At the center of the “tentative” deal – in which Authentic Brands Group LLC and B. Riley Financial Inc. will acquire Barneys New York’s assets, and likely close all of the luxury chain’s remaining stores (although, sources say it could be possible that a few stores would remain open) – is yet another deal: one between Authentic Brands/B. Riley Financial and Saks Fifth Avenue-owner Hudson’s Bay Co., in which Authentic Brands/B. Riley Financial would “license the Barneys name to Hudson’s Bay Co.”
The WSJ reported early this week that Saks was “in discussions to open Barneys departments within some of its stores and take over Barneys’ website,” which Reuters confirmed would follow from the licensing deal.
Technically speaking, such an agreement, if it comes to be, would see Authentic Brands/B. Riley Financial – the potential future owners of all Barneys’ assets, including its various trademarks (from those for its name to variations, such as Barneys New York Influencer, Made to Measure Barneys New York, and Freds at Barneys, among many others) – trade off the right to use the Barneys trademarks in certain categories of goods and services for a set period of time to another company (here that would be Saks via Hudson’s Bay Co.), generally in exchange for a hefty fee and then recurring royalties based on sales.
In furtherance of such a deal, the licensor – Authentic Brands/B. Riley Financial in this case – will generally bring in revenue from is grant of rights to use various intellectual property and from royalties, as well, while the majority of money earned from sales of the products manufactured, marketed and sold in connection with the deal will be assigned to the balance sheet of the licensee, Saks/Hudson’s Bay Co.
More than that, though, the deal would enable Authentic Brands/B. Riley Financial – which, by the sounds of things will run the remaining Barneys brick-and-mortar outposts (if there are any) – and Saks to coexist in the market.
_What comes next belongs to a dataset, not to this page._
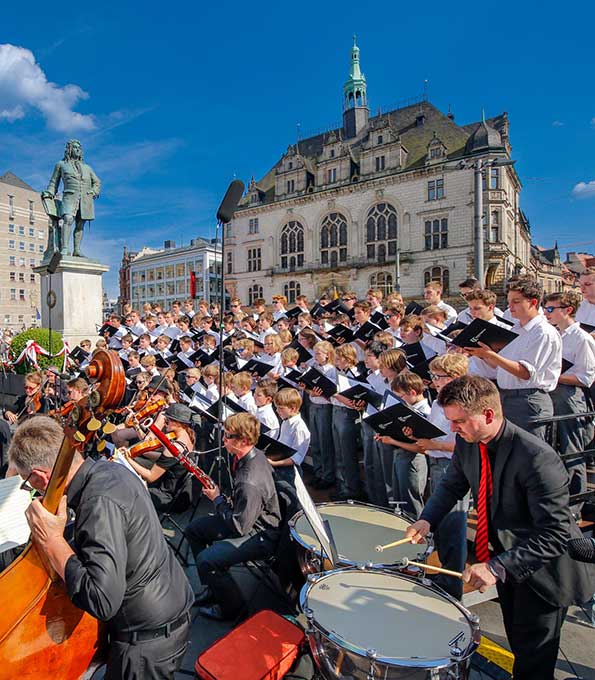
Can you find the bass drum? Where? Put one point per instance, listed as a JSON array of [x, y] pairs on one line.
[[357, 529], [374, 624]]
More specifically, it will enable Saks – which will use Barney’s branding within its own stores and on the Barneys e-commerce site – to make use of the trademark-protected Barneys name without running afoul of federal trademark law.
Barneys has been trying to avoid liquidation since its Chapter 11 filing in August, according to the WSJ, with its most recent plea to a New York bankruptcy court for an extended deadline in order to land a deal with a lead bidder.
“We are encouraged by the stalking horse bid by Authentic Brands Group/B. Riley Financial in partnership with Saks Fifth Avenue,” a Barneys spokeswoman said on Wednesday. However, the WSJ reports (and a rep for Barneys has confirmed) that the retailer is “actively pursuing” additional options, including from a group led by Sam Ben-Avraham, who have expressed their intent to submit bids during the coming auction process. Barney’s has until October 22 to strike a definitive deal or face liquidation.